If Azov shipments are repeatedly interrupted, more grain will be redirected to Novorossiysk, Taman and other terminals. Those ports do not have unlimited capacity. Moving millions of tonnes requires additional railcars, trucks, loading slots and β€” once again β€” diesel.

Sources: Reuters, USDA, Grain: World Markets and Trade.

5. What happens to wheat exports?

Russia remains the world's largest wheat exporter. USDA forecasts shipments of 47.5 million tonnes in 2026/27, against global trade of about 214.5 million tonnes. Russia therefore accounts for more than 22% of the market.

It would be wrong to assume that a quarter of Russian grain automatically disappears because that share uses the Azov route. Some cargoes will be redirected, some exported later and some held in storage for longer.

The most likely scenario is that Russia remains the leading exporter but falls short of the current USDA projection. A realistic range is about 45–46 million tonnes, or 1.5–2.5 million tonnes below the official forecast. This would not create a global supply shock, but it would be enough to encourage importers to secure cargoes earlier and keep a geopolitical risk premium in prices.

The situation would become much more serious if effective strikes also reduced capacity at Novorossiysk or Taman. The Sea of Azov can be partly bypassed. The loss of major Black Sea terminal capacity would be much harder to replace.

Data source: USDA, July 2026. The 45–46 million tonne estimate is a BriefRooms scenario.

6. The most likely price direction

The BriefRooms base case, assigned roughly 60% probability, is for a moderate rise in global wheat prices.

We do not expect a repeat of the early-2022 price shock. Russia has a large crop, stocks and alternative ports. However, refinery damage, diesel shortages and repeated disruption in the Sea of Azov are likely to preserve an additional risk premium.

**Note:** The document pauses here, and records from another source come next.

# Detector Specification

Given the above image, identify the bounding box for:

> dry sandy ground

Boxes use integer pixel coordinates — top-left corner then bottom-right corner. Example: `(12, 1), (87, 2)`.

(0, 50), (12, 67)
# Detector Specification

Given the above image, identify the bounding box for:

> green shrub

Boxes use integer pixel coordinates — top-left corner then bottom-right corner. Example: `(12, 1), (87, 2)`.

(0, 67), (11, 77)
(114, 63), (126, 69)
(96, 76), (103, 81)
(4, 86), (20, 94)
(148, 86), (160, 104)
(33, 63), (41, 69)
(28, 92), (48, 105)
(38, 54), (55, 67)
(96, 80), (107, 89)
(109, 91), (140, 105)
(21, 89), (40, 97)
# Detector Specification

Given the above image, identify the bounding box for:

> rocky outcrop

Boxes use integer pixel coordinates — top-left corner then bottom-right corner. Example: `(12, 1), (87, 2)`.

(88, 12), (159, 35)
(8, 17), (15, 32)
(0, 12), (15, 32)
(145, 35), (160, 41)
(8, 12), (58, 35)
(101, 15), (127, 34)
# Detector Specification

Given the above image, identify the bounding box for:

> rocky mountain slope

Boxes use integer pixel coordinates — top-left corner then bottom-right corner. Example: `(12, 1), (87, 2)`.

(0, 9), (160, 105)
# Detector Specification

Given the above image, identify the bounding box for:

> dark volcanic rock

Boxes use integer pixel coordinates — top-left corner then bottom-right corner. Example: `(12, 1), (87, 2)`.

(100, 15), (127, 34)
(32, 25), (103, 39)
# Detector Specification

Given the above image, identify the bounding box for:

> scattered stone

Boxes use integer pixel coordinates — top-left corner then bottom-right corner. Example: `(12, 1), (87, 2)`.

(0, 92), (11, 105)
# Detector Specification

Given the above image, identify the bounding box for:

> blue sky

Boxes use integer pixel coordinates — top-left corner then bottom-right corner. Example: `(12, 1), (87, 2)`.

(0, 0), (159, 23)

Over the next three months, the most likely move is a wheat price increase of roughly 5–8% from mid-July levels. For Euronext, that would imply an indicative range of about €230–240 per tonne.

Over six months, the base case points to an increase of about 8–12%, or roughly €240–250 per tonne. Strong harvests in Australia or Argentina could limit the rise. A prolonged Azov closure or a successful strike on major Black Sea terminals would push prices materially higher.

Barley is likely to follow wheat in the same direction. The effect on corn should be weaker, although more expensive wheat can increase demand for corn as a feed substitute.

Price outlook: BriefRooms scenario analysis based on Reuters and USDA data. This is not investment advice.

Conclusion

Ukrainian drones have not stopped the Russian economy, but they have forced the Kremlin into increasingly expensive shortage management: limiting fuel exports, drawing on reserves, increasing imports and rerouting transport.

Russia will probably harvest a large wheat crop and remain the world's leading exporter. The main risk is not a lack of grain, but the simultaneous appearance of three bottlenecks: fuel shortages, overloaded transport networks and disruption at ports and shipping routes.

The most likely outcome is not a global food crisis, but a moderate decline in Russian export performance and a gradual rise in wheat prices over the coming months.

Editorial note

Wartime damage data are incomplete and influenced by propaganda from both sides. This analysis gives priority to information confirmed by industry sources, Reuters, USDA and independent media. The forecast is the scenario judged most likely, not a certain outcome.